🤖 AI Summary
This work addresses the challenge of dynamically adapting to users’ multidimensional intents—such as latency sensitivity and energy consumption preferences—in 6G systems, a capability absent in conventional physical layers due to their lack of autonomous intent comprehension. To bridge this gap, the paper introduces, for the first time, a large language model (LLM)-driven agent into the 6G physical layer, establishing a closed-loop framework that spans natural language–based intent perception, cross-modal understanding, cross-layer autonomous decision-making, and link-level adaptive control. The proposed AgenCom agent enables continuous, intent-driven optimization of communication links, demonstrating the feasibility and efficacy of an intent-aware physical layer under diverse user preferences and channel conditions, thereby overcoming the limitations of traditional rule-based or centralized optimization approaches.
📝 Abstract
As 6G wireless systems evolve, growing functional complexity and diverse service demands are driving a shift from rule-based control to intent-driven autonomous intelligence. User requirements are no longer captured by a single metric (e.g., throughput or reliability), but by multi-dimensional objectives such as latency sensitivity, energy preference, computational constraints, and service-level requirements. These objectives may also change over time due to environmental dynamics and user-network interactions. Therefore, accurate understanding of both the communication environment and user intent is critical for autonomous and sustainably evolving 6G communications.
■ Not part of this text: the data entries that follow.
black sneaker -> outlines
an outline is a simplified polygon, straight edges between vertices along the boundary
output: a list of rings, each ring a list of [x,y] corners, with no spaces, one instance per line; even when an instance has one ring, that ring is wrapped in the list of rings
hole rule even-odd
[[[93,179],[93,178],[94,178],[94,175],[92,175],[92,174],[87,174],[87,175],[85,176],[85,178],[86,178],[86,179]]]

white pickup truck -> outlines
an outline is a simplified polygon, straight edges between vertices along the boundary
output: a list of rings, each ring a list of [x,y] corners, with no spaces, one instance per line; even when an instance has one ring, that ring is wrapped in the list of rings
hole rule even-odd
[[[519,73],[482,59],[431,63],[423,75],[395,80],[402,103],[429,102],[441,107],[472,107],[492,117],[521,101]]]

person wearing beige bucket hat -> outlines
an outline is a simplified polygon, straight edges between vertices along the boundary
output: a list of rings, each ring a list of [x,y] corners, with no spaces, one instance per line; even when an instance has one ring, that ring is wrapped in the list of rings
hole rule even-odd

Large language models (LLMs), with strong contextual understanding and cross-modal reasoning, provide a promising foundation for intent-aware network agents. Compared with rule-driven or centrally optimized designs, LLM-based agents can integrate heterogeneous information and translate natural-language intents into executable control and configuration decisions.
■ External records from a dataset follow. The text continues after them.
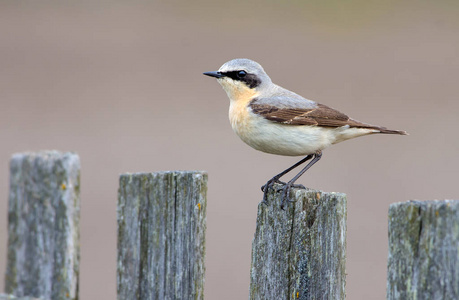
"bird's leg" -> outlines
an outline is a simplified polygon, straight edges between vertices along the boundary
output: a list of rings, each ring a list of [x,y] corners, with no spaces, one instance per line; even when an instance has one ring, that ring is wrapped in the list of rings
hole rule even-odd
[[[290,189],[294,187],[295,181],[301,177],[310,167],[312,167],[316,162],[320,160],[322,157],[322,151],[317,151],[315,154],[313,154],[314,158],[301,170],[298,174],[295,175],[295,177],[292,178],[286,185],[284,185],[283,188],[283,195],[282,195],[282,202],[281,202],[281,208],[284,209],[285,202],[290,201]]]
[[[279,174],[277,174],[276,176],[274,176],[273,178],[268,180],[268,182],[266,182],[266,184],[261,187],[261,191],[263,192],[263,201],[261,201],[261,202],[264,203],[264,204],[267,203],[266,201],[267,201],[267,197],[268,197],[268,190],[269,190],[269,188],[273,187],[273,185],[275,183],[280,183],[280,184],[283,184],[283,185],[287,184],[287,183],[282,182],[282,181],[279,180],[282,176],[284,176],[285,174],[287,174],[291,170],[295,169],[299,165],[304,164],[306,161],[310,160],[312,157],[313,157],[313,155],[307,155],[305,158],[303,158],[302,160],[300,160],[299,162],[297,162],[296,164],[294,164],[290,168],[280,172]]]

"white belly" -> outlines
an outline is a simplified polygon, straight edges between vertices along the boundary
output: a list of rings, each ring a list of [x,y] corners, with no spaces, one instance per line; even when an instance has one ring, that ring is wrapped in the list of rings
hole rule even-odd
[[[253,113],[238,118],[230,114],[234,132],[249,146],[271,154],[300,156],[313,154],[332,144],[377,132],[349,127],[317,127],[275,123]]]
Focusing on a closed-loop pipeline of intent perception, autonomous decision making, and network execution, this paper investigates agentic AI for the 6G physical layer and its realization pathways. We review representative physical-layer tasks and their limitations in supporting intent awareness and autonomy, identify application scenarios where agentic AI is advantageous, and discuss key challenges and enabling technologies in multimodal perception, cross-layer decision making, and sustainable optimization. Finally, we present a case study of an intent-driven link decision agent, termed AgenCom, which adaptively constructs communication links under diverse user preferences and channel conditions.